I'm getting the "There was no endpoint listening at net.pipe://localhost" error as described in other places but I cannot seem to find a real answer.
This is a great identifier of the problem: http://kennyw.com/indigo/102
When using WCF, Windows authentication is performed through SSPI-Negotiate, which in most cases will select Kerberos as the actual authentication mechanism. However, if the target SPN passed to SSPI is a well formed SPN for the local computer account (e.g. host/[dns machine name]) then Negotiate will use NTLM (loopback optimization) and the access token will not have the Network SID (and therefore will be usable with NetNamedPipes).
But it doesn't tell me how to resolve the issue. I am creating my endpoint programmatically.
var binding = new NetNamedPipeBinding();
binding.Security.Mode = NetNamedPipeSecurityMode.Transport;
binding.Security.Transport.ProtectionLevel = ProtectionLevel.EncryptAndSign;
var id = EndpointIdentity.CreateSpnIdentity("host/" + Environment.MachineName);
var endpointAddress = new EndpointAddress(new Uri(serviceClientUrl), id);
var client = new ServiceClient(binding, endpointAddress);
I'm guessing that my issue is in the CreateSpnIdentity but I'm not sure what value to use.
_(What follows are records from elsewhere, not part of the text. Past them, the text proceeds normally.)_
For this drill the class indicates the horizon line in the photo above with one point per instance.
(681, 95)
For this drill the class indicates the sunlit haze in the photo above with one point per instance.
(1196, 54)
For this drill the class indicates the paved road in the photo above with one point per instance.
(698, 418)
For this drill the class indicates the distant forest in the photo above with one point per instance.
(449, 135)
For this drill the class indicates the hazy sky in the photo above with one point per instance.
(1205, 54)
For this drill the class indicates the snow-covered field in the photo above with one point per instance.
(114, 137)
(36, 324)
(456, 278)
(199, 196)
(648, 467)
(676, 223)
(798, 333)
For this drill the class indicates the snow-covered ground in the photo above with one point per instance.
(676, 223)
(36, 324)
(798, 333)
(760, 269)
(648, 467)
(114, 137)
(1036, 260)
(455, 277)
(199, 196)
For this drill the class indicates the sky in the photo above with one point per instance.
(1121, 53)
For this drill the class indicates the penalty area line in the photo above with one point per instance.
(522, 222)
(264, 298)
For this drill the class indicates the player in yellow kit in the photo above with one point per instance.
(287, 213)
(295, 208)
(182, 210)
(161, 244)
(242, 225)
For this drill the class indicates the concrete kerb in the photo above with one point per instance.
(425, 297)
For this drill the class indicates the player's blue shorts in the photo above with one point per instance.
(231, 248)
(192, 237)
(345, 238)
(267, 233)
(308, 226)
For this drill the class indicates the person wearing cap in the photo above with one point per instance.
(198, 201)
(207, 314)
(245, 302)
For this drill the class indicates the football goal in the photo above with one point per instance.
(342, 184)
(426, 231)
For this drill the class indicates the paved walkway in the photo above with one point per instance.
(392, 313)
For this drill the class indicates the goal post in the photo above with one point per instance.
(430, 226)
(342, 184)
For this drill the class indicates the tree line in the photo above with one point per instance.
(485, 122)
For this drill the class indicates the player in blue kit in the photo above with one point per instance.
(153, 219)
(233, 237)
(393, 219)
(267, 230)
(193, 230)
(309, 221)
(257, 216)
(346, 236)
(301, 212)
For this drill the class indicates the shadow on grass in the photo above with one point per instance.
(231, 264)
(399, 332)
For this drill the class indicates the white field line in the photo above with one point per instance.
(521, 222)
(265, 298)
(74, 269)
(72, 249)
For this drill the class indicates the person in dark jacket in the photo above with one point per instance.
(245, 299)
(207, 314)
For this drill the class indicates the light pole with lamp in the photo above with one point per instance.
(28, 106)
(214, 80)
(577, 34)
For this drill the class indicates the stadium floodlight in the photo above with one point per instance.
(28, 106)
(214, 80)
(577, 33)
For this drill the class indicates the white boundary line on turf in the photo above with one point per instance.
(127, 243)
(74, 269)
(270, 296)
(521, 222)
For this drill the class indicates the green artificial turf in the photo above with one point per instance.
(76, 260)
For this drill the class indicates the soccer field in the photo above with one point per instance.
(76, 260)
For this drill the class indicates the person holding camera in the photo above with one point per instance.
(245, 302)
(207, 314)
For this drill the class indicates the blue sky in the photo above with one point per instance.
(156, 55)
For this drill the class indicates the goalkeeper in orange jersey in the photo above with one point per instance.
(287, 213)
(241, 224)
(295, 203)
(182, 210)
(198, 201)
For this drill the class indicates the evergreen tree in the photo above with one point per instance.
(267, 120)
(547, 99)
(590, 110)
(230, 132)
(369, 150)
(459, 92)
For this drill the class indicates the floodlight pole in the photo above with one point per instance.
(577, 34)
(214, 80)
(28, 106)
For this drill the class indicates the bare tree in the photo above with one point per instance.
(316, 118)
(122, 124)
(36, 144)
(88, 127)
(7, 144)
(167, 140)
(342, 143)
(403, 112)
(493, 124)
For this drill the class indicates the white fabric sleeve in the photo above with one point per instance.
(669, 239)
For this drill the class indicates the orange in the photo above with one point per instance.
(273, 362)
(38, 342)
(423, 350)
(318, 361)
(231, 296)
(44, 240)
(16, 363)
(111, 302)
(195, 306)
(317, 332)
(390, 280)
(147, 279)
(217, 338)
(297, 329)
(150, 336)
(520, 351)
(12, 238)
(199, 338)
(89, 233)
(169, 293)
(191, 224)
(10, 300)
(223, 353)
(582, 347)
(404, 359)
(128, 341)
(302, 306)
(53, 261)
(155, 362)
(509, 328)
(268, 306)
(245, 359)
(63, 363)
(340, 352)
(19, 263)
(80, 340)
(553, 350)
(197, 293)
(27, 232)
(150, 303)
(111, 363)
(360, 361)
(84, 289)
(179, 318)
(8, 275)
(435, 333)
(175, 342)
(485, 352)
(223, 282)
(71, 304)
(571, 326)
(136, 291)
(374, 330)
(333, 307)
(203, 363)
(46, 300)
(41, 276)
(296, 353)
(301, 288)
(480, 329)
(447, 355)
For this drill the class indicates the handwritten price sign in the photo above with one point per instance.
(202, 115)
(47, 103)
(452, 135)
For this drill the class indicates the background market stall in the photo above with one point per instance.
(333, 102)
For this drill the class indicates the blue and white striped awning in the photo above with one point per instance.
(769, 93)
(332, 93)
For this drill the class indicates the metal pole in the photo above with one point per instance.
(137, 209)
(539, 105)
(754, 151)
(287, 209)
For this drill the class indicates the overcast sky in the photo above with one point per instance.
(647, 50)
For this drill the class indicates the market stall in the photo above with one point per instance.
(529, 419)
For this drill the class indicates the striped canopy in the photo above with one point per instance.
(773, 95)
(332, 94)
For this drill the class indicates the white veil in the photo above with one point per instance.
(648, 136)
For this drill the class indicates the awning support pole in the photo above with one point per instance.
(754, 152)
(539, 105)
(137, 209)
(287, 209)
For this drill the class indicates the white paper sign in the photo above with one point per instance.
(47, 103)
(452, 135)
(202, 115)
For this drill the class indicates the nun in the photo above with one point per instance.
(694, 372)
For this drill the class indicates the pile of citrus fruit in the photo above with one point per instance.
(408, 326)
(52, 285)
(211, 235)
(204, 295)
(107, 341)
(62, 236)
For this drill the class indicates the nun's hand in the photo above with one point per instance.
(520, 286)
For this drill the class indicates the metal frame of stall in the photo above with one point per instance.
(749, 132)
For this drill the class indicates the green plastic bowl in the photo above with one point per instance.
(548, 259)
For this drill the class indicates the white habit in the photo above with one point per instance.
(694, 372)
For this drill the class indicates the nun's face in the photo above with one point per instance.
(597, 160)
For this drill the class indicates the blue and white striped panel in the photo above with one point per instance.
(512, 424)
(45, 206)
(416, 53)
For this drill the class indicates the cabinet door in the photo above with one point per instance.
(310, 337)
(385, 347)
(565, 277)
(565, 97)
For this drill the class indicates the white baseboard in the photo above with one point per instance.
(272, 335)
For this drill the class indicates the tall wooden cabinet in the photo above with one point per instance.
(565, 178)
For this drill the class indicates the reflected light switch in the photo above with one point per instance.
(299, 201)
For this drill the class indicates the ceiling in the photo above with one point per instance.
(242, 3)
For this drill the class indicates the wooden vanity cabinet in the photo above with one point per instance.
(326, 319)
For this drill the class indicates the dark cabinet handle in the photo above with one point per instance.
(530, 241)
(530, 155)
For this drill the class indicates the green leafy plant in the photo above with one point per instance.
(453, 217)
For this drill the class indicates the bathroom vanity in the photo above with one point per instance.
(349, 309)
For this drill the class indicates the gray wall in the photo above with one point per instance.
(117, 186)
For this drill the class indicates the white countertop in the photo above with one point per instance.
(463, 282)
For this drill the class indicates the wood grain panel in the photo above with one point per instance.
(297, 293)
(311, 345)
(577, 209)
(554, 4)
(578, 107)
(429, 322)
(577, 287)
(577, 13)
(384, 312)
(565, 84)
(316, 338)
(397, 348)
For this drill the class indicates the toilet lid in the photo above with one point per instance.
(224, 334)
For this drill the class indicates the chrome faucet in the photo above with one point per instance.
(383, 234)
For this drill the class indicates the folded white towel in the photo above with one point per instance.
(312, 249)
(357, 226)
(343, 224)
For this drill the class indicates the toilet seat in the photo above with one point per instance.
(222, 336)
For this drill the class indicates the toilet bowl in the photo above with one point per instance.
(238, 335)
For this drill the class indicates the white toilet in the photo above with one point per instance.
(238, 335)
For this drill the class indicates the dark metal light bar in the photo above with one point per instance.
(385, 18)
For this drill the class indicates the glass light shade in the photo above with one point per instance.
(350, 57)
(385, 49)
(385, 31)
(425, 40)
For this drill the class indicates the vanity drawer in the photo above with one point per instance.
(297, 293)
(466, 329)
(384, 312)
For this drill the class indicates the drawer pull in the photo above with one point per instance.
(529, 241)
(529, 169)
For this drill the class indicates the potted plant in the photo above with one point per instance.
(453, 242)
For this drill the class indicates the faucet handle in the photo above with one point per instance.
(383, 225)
Additional Info: To elaborate on this for more context. The Wcf service is hosted as a Windows Service running under the NetworkService account (I've tried Local System). The service is created using the default NetNamedPipeBinding constructor:
host.AddServiceEndpoint(typeof(IService), new NetNamedPipeBinding(), "ServiceName");
I've created a SharePoint webpart that uses this service. The kicker is that if the SharePoint site is set to forms based authentication or just the machine name is used in the url under Windows Authentication then there are no issues. ONLY if the fully qualified machine name is used for the url under Windows authentication do I get the above error.
I'm pretty sure this has to do with the NTLM Kerberos issues descibed in the article but I'm not sure how to get around it.